# 2019 Outback 324Cg Furnace



## stephenjester (Mar 25, 2019)

Hello All,

Newbie here. New to the forum and new to TT life.

So here is my dilemma. About two weeks ago one of my tanks ran out of gas and I flipped the lever to draw from second tank. Heater would start the fan for about 10 second and shut off. I bled the lines with the stove. I turned off shore power. Checked the battery. Battery was bad so got a new one from interstate. Looked at the fuses and all seems to be well there. Checked fuse coming from the battery.

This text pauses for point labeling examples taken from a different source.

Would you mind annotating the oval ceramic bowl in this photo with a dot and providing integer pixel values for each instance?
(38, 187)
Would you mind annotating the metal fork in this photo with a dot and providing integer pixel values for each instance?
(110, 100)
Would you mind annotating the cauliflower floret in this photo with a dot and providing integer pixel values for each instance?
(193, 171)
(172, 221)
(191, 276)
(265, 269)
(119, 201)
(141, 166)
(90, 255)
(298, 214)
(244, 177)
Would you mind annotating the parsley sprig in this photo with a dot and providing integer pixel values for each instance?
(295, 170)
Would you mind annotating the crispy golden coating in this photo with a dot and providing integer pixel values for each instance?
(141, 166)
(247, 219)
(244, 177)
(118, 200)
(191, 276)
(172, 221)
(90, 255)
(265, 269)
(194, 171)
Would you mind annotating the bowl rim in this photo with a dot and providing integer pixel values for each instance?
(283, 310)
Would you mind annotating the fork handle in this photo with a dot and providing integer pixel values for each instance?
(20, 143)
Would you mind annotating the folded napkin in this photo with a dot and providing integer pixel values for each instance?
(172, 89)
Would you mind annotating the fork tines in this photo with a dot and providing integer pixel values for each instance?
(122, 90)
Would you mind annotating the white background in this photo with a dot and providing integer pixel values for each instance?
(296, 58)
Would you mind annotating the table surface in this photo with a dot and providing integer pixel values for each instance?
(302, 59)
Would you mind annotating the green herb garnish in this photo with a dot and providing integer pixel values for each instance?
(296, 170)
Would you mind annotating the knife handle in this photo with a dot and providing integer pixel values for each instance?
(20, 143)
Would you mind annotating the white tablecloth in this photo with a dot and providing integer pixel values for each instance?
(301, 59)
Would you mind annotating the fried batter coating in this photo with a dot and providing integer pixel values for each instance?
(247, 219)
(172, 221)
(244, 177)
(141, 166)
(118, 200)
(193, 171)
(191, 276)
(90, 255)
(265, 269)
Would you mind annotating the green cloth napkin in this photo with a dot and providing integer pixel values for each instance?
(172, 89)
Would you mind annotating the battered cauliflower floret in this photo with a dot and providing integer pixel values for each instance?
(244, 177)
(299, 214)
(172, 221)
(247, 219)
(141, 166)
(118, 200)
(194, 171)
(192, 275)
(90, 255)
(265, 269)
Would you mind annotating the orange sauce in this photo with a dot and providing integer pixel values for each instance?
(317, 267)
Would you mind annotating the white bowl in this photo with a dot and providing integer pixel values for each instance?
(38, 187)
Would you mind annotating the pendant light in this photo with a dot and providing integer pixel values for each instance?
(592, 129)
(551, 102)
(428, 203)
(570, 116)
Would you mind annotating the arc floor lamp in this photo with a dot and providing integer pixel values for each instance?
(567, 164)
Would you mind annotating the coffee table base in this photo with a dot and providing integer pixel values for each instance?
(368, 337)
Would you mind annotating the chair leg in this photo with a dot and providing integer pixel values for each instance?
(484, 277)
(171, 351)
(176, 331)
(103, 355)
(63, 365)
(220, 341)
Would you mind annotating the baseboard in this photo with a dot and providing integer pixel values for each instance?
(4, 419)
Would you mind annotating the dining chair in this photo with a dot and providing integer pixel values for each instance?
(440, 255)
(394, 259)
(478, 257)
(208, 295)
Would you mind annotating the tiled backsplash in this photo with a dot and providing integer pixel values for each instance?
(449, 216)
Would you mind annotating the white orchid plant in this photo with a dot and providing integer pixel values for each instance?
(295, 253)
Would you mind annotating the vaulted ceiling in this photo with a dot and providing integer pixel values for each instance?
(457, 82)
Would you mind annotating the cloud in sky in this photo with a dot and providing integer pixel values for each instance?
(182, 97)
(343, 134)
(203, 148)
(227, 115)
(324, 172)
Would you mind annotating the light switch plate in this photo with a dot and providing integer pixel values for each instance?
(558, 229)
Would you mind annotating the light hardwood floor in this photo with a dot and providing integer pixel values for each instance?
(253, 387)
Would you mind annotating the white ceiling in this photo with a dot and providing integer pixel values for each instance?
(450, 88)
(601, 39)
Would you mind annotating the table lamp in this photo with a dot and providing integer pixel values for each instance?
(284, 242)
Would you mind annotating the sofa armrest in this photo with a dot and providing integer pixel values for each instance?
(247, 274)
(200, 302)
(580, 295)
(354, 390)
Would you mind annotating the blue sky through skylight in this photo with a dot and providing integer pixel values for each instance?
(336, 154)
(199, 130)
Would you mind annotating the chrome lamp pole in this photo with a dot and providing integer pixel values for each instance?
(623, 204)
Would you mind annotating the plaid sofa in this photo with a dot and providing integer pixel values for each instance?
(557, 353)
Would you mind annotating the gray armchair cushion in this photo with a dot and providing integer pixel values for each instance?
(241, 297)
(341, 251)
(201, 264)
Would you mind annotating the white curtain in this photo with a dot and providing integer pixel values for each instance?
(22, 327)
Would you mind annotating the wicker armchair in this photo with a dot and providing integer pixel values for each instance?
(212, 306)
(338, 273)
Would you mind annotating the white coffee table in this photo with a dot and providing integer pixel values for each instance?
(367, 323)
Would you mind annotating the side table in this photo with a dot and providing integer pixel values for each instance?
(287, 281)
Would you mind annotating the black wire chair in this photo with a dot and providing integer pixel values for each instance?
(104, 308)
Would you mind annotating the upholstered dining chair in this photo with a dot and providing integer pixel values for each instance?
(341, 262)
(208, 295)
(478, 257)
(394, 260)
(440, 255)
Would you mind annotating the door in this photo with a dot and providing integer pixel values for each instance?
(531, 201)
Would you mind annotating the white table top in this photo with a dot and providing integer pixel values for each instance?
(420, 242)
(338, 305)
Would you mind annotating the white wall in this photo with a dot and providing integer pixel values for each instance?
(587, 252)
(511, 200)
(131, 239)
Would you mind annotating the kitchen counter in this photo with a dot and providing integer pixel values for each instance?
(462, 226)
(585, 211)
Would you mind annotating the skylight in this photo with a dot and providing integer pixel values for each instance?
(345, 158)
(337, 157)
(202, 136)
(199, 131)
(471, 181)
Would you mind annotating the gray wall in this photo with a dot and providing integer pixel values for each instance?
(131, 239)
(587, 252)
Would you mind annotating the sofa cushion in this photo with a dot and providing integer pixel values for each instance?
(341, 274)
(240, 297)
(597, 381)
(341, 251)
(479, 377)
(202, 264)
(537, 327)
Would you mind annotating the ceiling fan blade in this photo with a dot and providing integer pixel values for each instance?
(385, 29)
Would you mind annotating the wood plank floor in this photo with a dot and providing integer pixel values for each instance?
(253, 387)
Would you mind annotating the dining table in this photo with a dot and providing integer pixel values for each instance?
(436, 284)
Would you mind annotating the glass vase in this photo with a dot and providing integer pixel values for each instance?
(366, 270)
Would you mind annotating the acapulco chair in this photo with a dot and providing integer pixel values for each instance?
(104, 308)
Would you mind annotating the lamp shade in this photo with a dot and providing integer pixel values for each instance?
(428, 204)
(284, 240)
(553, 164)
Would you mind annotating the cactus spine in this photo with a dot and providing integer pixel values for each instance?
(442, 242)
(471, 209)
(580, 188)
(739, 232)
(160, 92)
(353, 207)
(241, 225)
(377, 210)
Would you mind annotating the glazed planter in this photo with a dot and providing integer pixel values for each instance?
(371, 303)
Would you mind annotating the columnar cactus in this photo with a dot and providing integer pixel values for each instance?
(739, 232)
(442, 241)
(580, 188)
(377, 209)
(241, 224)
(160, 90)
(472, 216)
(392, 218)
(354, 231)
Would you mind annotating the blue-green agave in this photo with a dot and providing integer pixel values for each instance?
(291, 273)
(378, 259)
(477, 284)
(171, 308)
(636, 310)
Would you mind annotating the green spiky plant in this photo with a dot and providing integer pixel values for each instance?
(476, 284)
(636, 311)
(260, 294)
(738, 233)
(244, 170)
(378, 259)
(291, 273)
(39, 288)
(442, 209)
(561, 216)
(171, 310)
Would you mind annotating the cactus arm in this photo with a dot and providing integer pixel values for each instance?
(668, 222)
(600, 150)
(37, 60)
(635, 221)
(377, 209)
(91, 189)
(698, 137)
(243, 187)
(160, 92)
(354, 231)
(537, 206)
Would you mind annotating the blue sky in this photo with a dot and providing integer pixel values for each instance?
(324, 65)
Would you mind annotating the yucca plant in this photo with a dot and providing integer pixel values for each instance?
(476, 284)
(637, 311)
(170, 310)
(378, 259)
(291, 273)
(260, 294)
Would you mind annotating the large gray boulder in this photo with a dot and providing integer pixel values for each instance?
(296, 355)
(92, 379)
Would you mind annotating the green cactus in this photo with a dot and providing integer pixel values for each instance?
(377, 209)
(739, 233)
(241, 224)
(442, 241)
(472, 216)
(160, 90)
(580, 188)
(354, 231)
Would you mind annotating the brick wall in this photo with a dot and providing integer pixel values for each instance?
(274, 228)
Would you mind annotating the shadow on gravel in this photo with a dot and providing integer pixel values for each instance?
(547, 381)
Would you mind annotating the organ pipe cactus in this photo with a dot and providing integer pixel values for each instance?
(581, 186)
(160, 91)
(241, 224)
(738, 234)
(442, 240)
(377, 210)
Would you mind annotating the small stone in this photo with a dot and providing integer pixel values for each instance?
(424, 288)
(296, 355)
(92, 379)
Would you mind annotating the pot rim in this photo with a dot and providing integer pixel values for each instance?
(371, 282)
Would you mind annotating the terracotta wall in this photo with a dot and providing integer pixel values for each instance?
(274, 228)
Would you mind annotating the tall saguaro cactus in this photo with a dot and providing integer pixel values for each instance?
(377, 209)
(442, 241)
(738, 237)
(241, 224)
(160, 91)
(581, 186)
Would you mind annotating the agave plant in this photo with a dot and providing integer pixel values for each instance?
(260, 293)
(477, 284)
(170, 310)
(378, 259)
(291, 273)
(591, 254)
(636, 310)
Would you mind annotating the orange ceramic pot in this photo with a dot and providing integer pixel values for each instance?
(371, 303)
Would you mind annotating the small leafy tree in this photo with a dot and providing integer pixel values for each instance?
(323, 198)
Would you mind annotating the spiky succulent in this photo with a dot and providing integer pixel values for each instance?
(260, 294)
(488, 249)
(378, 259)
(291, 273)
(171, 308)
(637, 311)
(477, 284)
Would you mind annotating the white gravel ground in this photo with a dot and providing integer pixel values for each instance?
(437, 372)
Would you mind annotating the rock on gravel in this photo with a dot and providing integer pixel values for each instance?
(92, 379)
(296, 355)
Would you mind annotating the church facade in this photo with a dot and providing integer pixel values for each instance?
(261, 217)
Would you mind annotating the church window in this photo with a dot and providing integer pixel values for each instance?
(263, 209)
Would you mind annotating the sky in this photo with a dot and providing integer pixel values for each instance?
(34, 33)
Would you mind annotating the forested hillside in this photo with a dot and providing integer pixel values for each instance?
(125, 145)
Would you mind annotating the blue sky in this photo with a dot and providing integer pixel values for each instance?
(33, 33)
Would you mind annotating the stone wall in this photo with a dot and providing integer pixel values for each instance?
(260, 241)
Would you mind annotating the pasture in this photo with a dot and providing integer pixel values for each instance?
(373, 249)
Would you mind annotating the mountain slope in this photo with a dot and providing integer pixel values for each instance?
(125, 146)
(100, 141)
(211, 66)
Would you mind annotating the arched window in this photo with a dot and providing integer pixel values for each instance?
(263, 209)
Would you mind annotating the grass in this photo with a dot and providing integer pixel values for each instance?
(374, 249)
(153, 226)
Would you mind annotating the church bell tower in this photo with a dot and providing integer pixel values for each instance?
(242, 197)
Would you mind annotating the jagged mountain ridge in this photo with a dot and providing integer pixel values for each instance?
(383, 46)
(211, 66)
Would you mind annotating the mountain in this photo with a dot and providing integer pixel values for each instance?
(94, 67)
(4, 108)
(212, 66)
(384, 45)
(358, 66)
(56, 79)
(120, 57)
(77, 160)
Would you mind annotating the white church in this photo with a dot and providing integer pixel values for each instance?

I have checked everything I have read as instructions online and still have not corrected the problem

Any suggestions?

Stephen


----------



## RickyandSamantha (Aug 27, 2018)

when our tank1 ran out in December our "auto" switch didn't switch tanks. had to switch manually, and still no furnace. i put a different tank on in place of tank1 and then it worked fine, didn't have to bleed the lines or anything.


----------



## Jamescox169 (Jan 19, 2020)

I have had the same problem, 2018 Outback 324 CG here. Each time the tanks auto switch valve makes the auto switch it causes a fault in the heater. Replaced the circuit board the first time, haven't figured out the solution yet as it has happened again. Checked the gas each time, works just fine when the switch is made but the burner no longer switches on. Going to try the reset switch which is on top of the heater....hard to reach as there is no outside access ( sure wish they would have put a panel on the outside) so you have take the panel off and get on the floor. Taking the heater out is a whole other issue, glad to explain what I have done if needed.


----------